Causes of urban air pollution

The Department attributes the main causes of days of moderate or higher air pollution at urban sites to fine particles (PM10), ozone and sulphur dioxide. Between 1993 and 1999, the average number of days of pollution at urban sites caused by fine particles, solely, or in combination, fell by about 80% to eight days per year. The average number of days caused by sulphur dioxide, solely or in combination, fell from 20 days in 1993 to one day in 1999. Particles come from numerous man-made and natural sources, and can be generated in the UK and abroad.

Environment Minister Michael Meacher emphasised the international aspect of air quality control in his comments on the latest figures for the headline indicator.

He said that the last two years had been the best on record for levels of air pollution in urban areas, but emphasised that UK air quality would have been even better with effective, concerted action in Europe.

Mr Meacher called for renewed action in Europe to cut emissions that contribute to high air pollution incidents in this country.

He said that the National Emissions Ceilings Directive and the Ozone Directive were currently being negotiated. The UK wants other member states to match its own commitments.

The Minister welcomed the fact that a number of Member States had shown a more flexible approach to the ceilings proposed under the National Emission Ceilings Directive.

“The UK has pledged substantial further reductions in our ceilings for sulphur dioxide and VOCs – more than any other EU Member State. I shall be pressing for this directive to be agreed by the Environment Council this summer.”

Air monitoring network expands

The automatic air quality monitoring network, which is an essential tool in providing the statistics on which policy in the UK is based, now reaches large areas of the country and continues to increase in extent and coverage.

The planned expansion of the network aims to allow the UK to meet the requirements of the Ambient Air Quality Directive and subsequent Daughter Directives for air quality under EU legislation.
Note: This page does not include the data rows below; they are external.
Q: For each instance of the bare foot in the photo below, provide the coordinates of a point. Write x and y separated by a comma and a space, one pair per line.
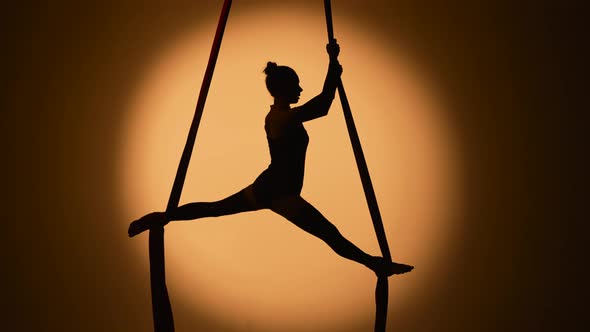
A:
151, 220
382, 267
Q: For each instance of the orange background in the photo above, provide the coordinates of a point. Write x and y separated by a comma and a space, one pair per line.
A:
72, 68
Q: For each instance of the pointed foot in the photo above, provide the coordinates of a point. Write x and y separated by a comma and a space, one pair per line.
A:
383, 267
149, 221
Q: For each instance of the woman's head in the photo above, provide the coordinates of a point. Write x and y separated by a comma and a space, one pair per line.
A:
282, 82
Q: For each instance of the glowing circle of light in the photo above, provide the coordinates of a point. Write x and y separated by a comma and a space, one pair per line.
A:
256, 267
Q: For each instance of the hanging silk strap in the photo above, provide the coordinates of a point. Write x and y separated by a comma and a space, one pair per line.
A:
161, 309
381, 291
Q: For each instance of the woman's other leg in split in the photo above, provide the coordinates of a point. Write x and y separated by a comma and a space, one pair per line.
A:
242, 201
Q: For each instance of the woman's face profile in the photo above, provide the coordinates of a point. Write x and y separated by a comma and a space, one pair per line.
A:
292, 89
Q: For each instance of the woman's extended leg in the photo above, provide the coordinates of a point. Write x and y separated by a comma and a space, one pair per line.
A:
241, 201
305, 216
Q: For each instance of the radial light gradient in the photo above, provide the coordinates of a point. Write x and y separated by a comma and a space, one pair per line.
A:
257, 271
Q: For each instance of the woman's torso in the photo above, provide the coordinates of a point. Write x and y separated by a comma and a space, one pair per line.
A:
287, 142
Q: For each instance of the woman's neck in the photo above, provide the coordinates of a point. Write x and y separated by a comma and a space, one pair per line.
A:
281, 104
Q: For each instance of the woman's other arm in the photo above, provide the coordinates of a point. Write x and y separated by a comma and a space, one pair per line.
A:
320, 104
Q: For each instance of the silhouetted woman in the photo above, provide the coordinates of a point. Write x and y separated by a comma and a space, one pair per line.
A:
278, 188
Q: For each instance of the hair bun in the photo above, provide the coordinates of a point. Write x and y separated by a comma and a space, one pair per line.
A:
271, 67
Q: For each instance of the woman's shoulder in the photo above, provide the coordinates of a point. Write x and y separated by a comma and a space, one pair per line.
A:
279, 123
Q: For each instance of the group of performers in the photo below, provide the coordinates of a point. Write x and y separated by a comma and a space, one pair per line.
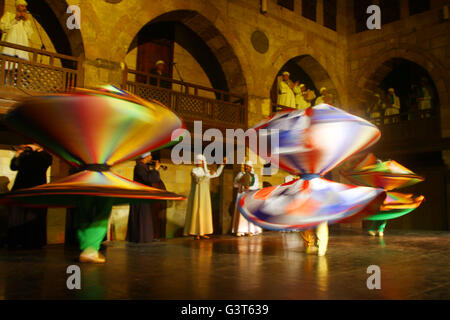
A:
312, 142
295, 95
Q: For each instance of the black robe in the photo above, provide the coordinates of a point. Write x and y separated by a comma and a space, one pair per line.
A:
27, 227
141, 221
162, 83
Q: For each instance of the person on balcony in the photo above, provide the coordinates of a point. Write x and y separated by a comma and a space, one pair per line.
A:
300, 102
27, 227
198, 221
325, 97
17, 29
392, 107
424, 98
245, 180
159, 70
142, 220
286, 96
375, 111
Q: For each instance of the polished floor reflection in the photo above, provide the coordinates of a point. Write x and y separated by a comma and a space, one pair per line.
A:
414, 265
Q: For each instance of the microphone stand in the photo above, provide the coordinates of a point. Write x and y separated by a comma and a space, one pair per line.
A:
39, 33
178, 72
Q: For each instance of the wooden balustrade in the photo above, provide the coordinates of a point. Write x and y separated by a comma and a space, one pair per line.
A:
215, 108
44, 72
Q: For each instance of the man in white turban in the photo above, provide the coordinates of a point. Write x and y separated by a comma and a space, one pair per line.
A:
17, 29
324, 97
245, 180
300, 102
392, 106
424, 98
198, 222
286, 96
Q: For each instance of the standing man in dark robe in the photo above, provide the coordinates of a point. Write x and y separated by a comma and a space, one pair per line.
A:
142, 218
160, 70
27, 227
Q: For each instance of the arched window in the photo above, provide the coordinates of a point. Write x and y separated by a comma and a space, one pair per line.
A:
329, 13
288, 4
418, 6
309, 9
390, 11
360, 14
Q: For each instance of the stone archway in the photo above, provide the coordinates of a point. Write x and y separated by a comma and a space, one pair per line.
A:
52, 16
314, 75
217, 58
378, 68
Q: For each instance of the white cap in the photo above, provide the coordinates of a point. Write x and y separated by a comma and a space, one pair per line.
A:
145, 155
200, 157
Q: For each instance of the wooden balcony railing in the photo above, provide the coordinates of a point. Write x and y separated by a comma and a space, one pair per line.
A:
215, 108
417, 131
44, 72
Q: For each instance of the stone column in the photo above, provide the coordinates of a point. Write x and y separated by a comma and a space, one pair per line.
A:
345, 21
319, 12
404, 9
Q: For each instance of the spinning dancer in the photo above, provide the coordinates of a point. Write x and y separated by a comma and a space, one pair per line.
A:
312, 143
198, 213
88, 121
388, 175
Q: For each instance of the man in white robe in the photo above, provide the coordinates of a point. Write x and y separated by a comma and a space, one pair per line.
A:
246, 180
17, 29
392, 107
286, 96
324, 97
424, 98
300, 102
198, 221
374, 112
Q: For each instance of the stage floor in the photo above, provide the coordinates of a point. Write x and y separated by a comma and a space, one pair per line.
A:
414, 265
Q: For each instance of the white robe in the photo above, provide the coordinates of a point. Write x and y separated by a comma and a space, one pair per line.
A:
240, 224
17, 32
424, 102
300, 102
198, 213
393, 108
286, 96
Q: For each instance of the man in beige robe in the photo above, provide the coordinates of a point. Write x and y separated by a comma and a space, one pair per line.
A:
300, 102
198, 222
392, 107
325, 97
17, 29
286, 96
245, 180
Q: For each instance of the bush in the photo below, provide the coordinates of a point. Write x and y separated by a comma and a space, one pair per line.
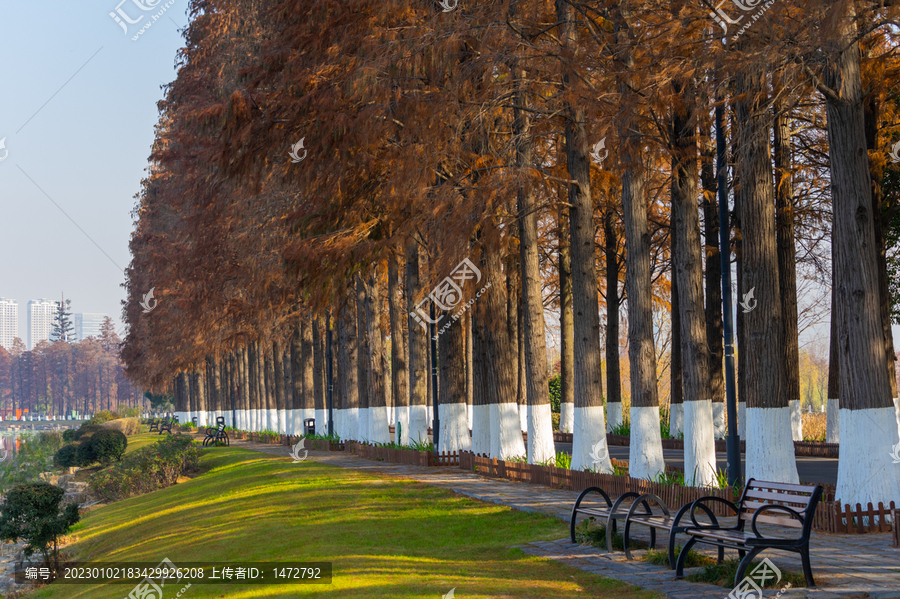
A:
86, 431
148, 469
555, 393
67, 456
126, 426
103, 416
108, 445
31, 512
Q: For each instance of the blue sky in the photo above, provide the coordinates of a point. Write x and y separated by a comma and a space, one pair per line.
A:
77, 108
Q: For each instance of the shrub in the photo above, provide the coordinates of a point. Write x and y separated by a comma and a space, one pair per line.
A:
555, 393
126, 426
32, 512
67, 456
148, 469
103, 416
108, 445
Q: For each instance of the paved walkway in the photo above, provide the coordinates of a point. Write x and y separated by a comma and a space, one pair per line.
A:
845, 566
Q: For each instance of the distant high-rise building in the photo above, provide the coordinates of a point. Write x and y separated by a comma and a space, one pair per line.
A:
9, 322
40, 320
87, 324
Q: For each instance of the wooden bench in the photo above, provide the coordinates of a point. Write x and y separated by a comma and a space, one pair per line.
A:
214, 435
784, 505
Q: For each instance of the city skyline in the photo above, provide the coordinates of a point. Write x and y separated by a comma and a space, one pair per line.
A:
32, 328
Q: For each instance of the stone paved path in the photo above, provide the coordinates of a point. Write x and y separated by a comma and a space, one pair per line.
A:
845, 566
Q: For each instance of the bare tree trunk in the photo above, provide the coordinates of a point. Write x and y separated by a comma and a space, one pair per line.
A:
787, 267
418, 351
319, 375
715, 332
699, 440
566, 327
613, 372
540, 424
868, 417
378, 416
399, 371
770, 447
589, 448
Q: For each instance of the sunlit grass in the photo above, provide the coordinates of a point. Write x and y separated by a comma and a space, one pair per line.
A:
385, 537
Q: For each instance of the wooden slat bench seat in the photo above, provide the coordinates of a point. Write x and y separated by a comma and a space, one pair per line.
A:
789, 507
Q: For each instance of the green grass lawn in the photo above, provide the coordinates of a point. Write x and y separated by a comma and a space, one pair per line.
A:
386, 537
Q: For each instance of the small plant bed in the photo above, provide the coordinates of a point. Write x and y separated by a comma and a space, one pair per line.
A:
723, 575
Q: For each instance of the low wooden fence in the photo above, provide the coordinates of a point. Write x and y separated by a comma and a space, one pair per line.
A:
402, 456
815, 449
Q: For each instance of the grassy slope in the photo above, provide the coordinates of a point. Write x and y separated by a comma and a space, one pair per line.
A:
386, 537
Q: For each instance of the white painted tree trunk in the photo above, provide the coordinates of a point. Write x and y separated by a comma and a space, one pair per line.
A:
541, 448
589, 450
454, 435
645, 457
796, 419
506, 432
676, 419
418, 424
379, 431
699, 444
866, 439
720, 428
481, 429
833, 421
770, 447
614, 414
566, 416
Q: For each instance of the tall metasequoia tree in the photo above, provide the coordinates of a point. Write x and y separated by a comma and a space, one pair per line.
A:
319, 374
715, 333
399, 369
770, 447
787, 265
540, 426
418, 350
613, 372
589, 435
867, 414
566, 326
378, 408
699, 441
645, 448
This expansion will assist in improving the accuracy of national mapping techniques and support policy decisions in central government, in addition to assisting local authorities in their statutory duties on air quality.

Guidance on LAQM

The DETR recently published guidance on Local Air Quality Management. Issued under Section 88(1) of the Environment Act 1995, the revised local air quality management policy guidance notes are:

Framework for review and assessment of air quality LAQM.G1(00)
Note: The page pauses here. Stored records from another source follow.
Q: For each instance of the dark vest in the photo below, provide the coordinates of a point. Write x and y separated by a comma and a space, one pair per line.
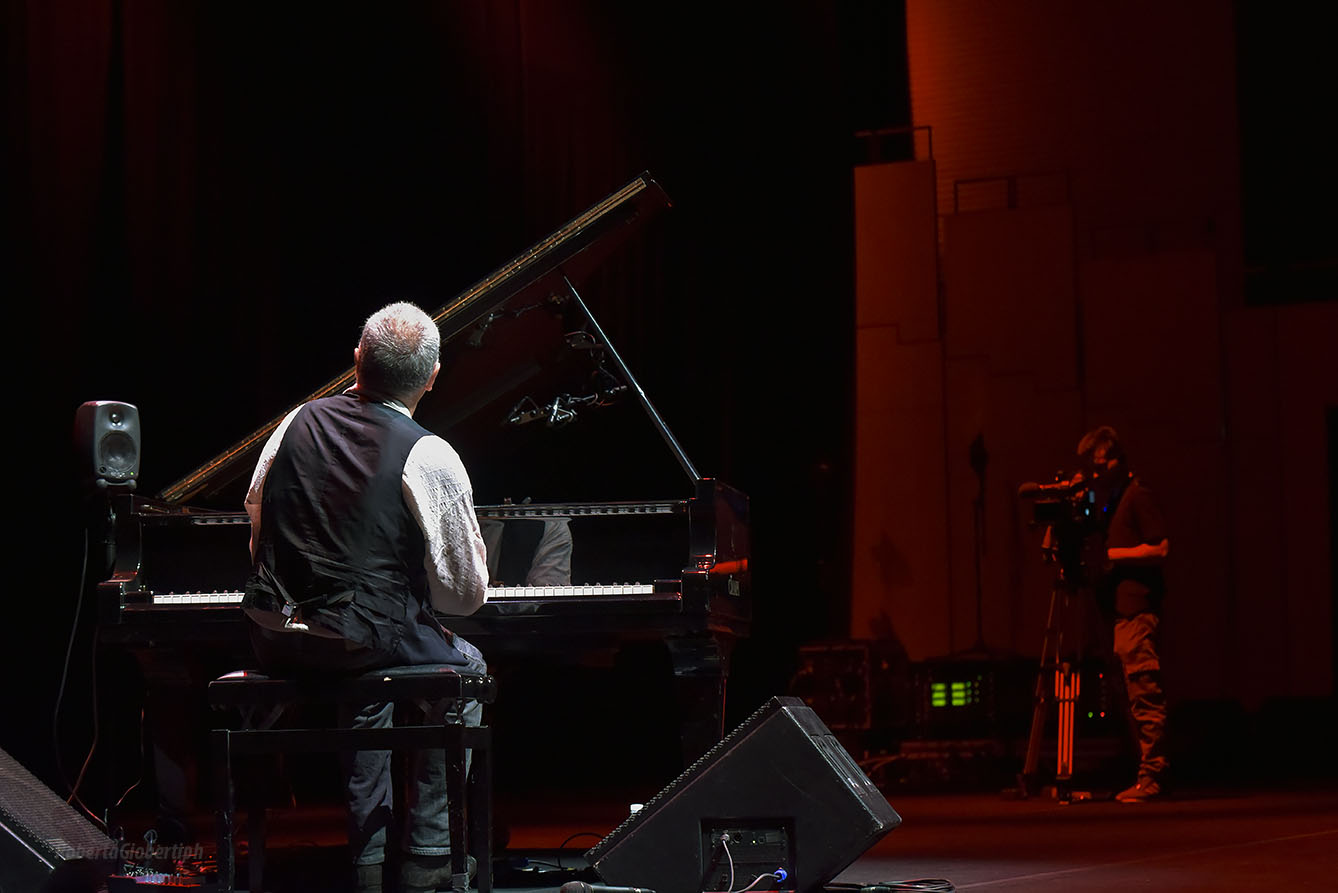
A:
336, 537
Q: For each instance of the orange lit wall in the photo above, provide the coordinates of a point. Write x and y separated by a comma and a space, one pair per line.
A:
1087, 184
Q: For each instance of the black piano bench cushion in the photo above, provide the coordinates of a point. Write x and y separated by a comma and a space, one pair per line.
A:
245, 687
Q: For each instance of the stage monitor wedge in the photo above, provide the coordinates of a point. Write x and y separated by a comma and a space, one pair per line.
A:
783, 794
44, 842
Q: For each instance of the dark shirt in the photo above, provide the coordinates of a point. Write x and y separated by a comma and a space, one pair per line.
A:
1136, 521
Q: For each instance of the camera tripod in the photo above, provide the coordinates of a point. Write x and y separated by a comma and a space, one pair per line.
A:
1056, 680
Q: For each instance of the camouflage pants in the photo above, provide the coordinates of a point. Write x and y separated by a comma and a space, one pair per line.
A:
1136, 645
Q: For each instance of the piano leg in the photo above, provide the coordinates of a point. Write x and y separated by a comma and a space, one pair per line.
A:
701, 670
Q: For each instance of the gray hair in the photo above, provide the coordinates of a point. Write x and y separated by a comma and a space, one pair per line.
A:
398, 351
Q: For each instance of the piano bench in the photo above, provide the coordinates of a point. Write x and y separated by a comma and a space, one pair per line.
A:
262, 699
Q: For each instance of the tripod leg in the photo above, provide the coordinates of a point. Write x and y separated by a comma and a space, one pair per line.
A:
1040, 707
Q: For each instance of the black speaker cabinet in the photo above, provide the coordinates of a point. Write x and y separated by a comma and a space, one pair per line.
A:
107, 442
778, 793
44, 844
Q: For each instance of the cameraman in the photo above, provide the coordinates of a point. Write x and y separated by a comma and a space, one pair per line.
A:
1133, 584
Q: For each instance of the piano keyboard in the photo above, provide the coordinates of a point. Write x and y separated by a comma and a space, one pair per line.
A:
197, 597
570, 592
495, 593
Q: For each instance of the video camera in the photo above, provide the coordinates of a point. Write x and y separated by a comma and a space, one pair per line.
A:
1067, 508
1064, 502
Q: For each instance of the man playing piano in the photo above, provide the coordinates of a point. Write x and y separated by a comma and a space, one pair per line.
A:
361, 522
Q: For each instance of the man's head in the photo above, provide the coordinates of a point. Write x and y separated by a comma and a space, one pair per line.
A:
398, 354
1100, 449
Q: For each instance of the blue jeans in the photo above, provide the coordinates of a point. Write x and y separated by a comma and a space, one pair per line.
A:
369, 789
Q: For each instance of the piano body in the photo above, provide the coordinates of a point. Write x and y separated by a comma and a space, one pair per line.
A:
521, 356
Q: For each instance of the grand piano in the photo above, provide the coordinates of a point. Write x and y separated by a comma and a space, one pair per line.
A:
525, 364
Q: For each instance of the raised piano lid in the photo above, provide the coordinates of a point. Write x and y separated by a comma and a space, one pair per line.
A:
523, 305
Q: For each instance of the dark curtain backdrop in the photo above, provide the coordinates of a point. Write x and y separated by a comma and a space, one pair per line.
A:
206, 198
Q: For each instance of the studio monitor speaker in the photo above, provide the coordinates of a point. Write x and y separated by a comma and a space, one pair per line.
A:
44, 844
107, 442
779, 794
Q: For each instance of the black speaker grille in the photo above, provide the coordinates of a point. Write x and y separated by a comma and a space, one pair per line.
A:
725, 743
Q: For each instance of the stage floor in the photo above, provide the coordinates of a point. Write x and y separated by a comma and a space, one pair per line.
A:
1208, 840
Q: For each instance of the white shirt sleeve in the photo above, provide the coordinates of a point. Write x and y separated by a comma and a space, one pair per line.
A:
439, 496
257, 489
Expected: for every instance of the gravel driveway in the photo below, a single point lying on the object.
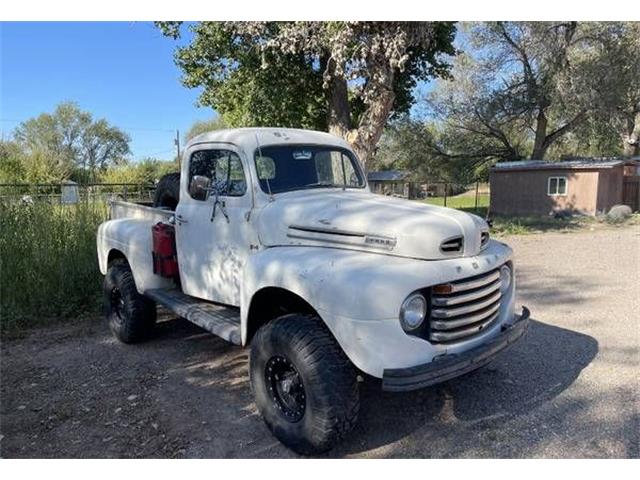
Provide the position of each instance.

Developing local air quality action plans and strategies: the main considerations LAQM.G2(00)

Air quality and transport LAQM.G3(00)

Air quality and land use planning LAQM.G4 (00)

The DETR says that the main changes to the guidance are to the suggested timetable for the key stages in the LAQM process, including a six-month extension for completion of the reviews and assessments by extending the original deadline of end of December 1999 to end of June 2000.
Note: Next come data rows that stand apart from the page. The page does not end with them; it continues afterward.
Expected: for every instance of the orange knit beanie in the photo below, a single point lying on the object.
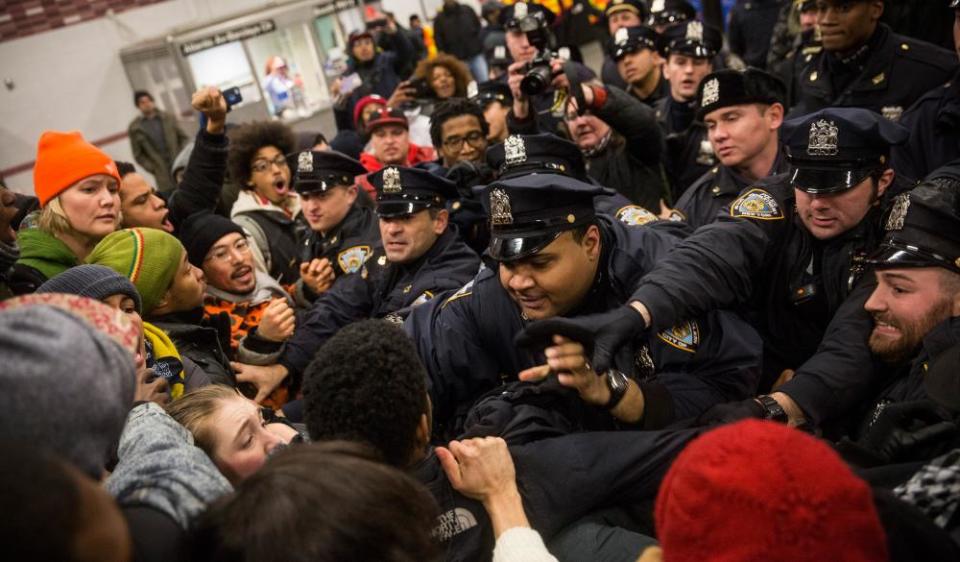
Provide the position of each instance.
(63, 159)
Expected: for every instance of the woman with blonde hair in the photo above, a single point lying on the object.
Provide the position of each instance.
(78, 188)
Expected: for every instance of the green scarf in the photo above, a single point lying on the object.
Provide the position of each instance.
(44, 252)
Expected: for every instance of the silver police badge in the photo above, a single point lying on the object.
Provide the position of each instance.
(823, 138)
(391, 180)
(621, 36)
(500, 212)
(514, 150)
(305, 162)
(695, 31)
(898, 213)
(892, 112)
(711, 92)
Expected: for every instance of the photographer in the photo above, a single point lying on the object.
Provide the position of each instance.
(529, 41)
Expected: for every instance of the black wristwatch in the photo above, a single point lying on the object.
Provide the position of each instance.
(618, 383)
(772, 410)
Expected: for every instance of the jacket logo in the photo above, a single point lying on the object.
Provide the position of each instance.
(756, 204)
(500, 212)
(391, 180)
(514, 150)
(711, 93)
(823, 138)
(635, 215)
(892, 112)
(685, 337)
(352, 259)
(898, 213)
(305, 162)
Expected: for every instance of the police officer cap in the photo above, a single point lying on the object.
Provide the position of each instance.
(490, 91)
(525, 16)
(923, 228)
(404, 191)
(692, 38)
(315, 171)
(632, 39)
(669, 12)
(728, 87)
(531, 154)
(529, 212)
(638, 7)
(836, 148)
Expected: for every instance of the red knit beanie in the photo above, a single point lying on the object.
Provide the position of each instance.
(758, 490)
(63, 159)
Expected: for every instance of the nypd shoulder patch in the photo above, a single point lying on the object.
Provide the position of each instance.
(685, 337)
(756, 204)
(635, 215)
(352, 259)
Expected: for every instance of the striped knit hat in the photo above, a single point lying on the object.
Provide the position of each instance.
(147, 257)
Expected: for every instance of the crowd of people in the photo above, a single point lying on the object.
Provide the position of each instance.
(701, 302)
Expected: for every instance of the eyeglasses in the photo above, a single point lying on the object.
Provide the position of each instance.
(224, 254)
(475, 138)
(263, 164)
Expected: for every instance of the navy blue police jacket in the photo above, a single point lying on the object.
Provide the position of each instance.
(466, 340)
(378, 290)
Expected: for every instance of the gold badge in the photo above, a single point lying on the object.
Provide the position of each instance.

The DETR has also extended the deadline by which it suggests local authorities ought to designate their Air Quality Management Areas to October 2000 (this deadline was set as September 2000 in the draft consultation document sent out on 5 November 1999) and the Department has also brought forward the suggested deadline for undertaking a further review and assessment by two years to 2003 (the original deadline was 2005).

The guidance has taken on board the new national air quality objectives, as set out in the Air Quality Strategy for England, Scotland, Wales and Northern Ireland, published in January 2000.